Pressefreiheit in Rumänien:Die Fußballzeitung zeigt, dass Erfolg unabhängig macht

Auch rumänische Zeitungen sind oft politisch verbunden - oder stark geschrumpft. Seriöse Zeitungen mit ehemals sechsstelligen Auflagen verkaufen heute gerade noch 10- oder 15 000 Exemplare, sagt Experte Martin. In Rumäniens Regionen hängen Zeitungen zudem oft vom Wohlwollen der lokalen Regierenden ab. In der 300 000-Einwohner-Stadt Craiova berichtete die Lokalzeitung Gazeta de Sud unverdrossen über zweifelhafte millionenschwere Geschäfte unter Beteiligung der Stadtspitze. "Als Reaktion strich die Stadt nicht nur alle Anzeigen, sondern drohte auch vielen Geschäftsleuten mit Folgen, wenn sie weiter bei uns inserierten", sagt Redakteur Tudor Valentin.
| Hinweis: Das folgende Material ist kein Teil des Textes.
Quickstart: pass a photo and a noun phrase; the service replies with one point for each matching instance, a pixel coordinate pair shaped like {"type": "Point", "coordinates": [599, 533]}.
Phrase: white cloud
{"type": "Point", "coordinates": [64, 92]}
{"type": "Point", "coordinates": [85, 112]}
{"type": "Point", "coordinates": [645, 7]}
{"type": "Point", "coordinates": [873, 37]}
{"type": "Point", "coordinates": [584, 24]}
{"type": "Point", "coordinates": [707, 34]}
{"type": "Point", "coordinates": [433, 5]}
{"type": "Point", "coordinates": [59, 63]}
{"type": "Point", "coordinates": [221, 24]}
Fußballjournalist Tolontan dagegen ist als Chefredakteur der landesweit erscheinenden Gazeta Sporturilor in vergleichsweise komfortabler Lage. Die täglich erscheinende Fußballzeitung verkauft durchschnittlich 30 000 Exemplare - Platz Drei hinter zwei Boulevardblättern. "Die Rumänen sind sportverrückt", sagt Tolontan. "Das gibt uns die Freiheit, neben Fußball auch investigative Themen zu verfolgen. Wir haben den Ruf, auch unter Druck nicht zurückzuschrecken." Die Website werde täglich rund 250 000 Mal angeklickt, ein eigener Blog Tolontans wird täglich ebenfalls von Zehntausenden Rumänen gelesen. Erfolg macht unabhängig: Die Geschichte der Gazeta Sporturilor zeigt sehr anschaulich, wie man in einem Land mit eingeschränkter Pressefreiheit freien Journalismus machen kann.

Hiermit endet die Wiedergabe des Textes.